The Supreme Court held that FERPA does not prohibit disclosure of all information contained in education records, only personally identifiable information. The Court concluded that only if the open records request seeks information that would make a student's identity traceable may a custodian rely on FERPA to deny the request on the basis that it seeks personally identifiable information. The Court also found no overriding public interest in keeping the records confidential. Finally, the Court interpreted Wisconsin Open Records law to require the custodian to provide the information subject to disclosure and delete or redact any personally identifiable information. The Court stated the University is entitled to charge a fee for the actual, necessary and direct costs of complying with the requests. The Wisconsin Attorney General has said in the past that an agency could charge for staff time for copying, but that the agency has to bear the cost of redacting. 72 OAG 99 (1983). This opinion appears to allow a charge for staff time for redacting as well.

 

The Supreme Court did not address the question of whether the education records of persons who did not matriculate are protected by FERPA. Note that this decision is at odds with guidance from The Family Policy Compliance Office. The Family Policy Compliance Office has generally taken the position that records sent by the student to the university are not protected as education records unless/until the student matriculates. In contrast, records about a student sent directly from the high school to the university would be covered as education records regardless of whether or not the student matriculates. Finally, educational testing agency records sent about a student would not be protected unless the student matriculates, as the student was not in attendance at the agency, and thus the FERPA confidentiality provision did not attach at the time of taking the test, unlike the case with records created by a high school. *

 

*See Jan. 30, 2001 FPCO opinion letter to Bill Reedy, Vermont Department of Education for definition of educational agency or institution.

 

Bates College v. Congregation Beth Abraham, et al. (Sup. Ct. Me. Feb. 18, 2001)

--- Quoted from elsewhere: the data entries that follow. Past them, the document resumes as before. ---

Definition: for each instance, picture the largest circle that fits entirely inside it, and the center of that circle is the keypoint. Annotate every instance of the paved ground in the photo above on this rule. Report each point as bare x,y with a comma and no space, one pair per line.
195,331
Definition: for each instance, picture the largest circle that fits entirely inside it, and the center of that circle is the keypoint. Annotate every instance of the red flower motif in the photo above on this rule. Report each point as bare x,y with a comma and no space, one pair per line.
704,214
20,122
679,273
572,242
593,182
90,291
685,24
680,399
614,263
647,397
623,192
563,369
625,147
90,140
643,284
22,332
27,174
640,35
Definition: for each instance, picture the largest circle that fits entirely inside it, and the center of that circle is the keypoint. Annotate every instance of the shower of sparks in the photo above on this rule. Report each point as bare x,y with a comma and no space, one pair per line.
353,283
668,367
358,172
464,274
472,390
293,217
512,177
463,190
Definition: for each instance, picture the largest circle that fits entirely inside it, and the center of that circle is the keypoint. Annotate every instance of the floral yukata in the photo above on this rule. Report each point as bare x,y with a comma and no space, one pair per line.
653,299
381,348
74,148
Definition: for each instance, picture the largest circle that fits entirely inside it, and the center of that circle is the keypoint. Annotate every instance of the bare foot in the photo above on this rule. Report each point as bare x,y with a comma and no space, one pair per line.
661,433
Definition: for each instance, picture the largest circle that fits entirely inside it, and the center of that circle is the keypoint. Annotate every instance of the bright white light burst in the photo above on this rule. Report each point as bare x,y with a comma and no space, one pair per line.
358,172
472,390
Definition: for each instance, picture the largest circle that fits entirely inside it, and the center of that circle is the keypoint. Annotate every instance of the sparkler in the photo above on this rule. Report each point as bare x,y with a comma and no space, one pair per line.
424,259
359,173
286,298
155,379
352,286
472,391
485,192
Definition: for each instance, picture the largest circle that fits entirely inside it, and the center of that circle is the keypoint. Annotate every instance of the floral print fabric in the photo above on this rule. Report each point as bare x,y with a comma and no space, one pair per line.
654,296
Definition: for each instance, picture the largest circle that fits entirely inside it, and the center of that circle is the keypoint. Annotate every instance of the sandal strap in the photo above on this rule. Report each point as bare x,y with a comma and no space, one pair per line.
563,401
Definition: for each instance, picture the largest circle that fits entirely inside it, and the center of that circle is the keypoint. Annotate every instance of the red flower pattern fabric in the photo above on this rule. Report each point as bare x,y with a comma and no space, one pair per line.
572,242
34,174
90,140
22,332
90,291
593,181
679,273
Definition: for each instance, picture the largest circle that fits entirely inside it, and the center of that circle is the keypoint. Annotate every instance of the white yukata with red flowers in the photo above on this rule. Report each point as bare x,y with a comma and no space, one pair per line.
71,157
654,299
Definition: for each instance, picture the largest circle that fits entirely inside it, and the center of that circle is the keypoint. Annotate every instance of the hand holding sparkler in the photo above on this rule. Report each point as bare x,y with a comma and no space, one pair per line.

In February 2001, a Superior Court in Maine held that emails generated outside normal academic exercises by members of the Bates Jewish Cultural Community (JCC) student organization to JCC's faculty advisor are protected as private and confidential records under the Family and Educational and Privacy Rights Act (FERPA) (20 U.S.C. § 1232).

 

This case stems from the relationship between JCC and the spiritual leader of Defendant Congregation Beth Abraham, which serves the needs of persons of the Jewish faith in the area including Bates College. Concerned by student reports that the spiritual leader was interfering and acting inappropriately with Bates students, JCC's faculty advisor contacted the spiritual leader and reported the alleged conduct to officers of Congregation Beth Abraham. In doing so, JCC's faculty advisor shared student emails describing the spiritual leader's conduct with the congregation's officers, even though the students who had written the emails specifically requested that the faculty advisor refrain from disclosing the contents of their emails. Bates sought injunctive relief to prevent disclosure by the congregation officers and to secure the return of the emails.

 

The court based its decision on 20 U.S.C. 1232g(a)(4)(A). It found that, under FERPA, "[a]lthough the messages were directed at the conduct of a person outside the college community, they named several students and their involvement with a spiritual leader [] whose duty it was to interact with them and assist in the spiritual enrichment of their lives. The records directly related to the named students and sought the advice and assistance of a person acting for the college [JCC's faculty advisor]."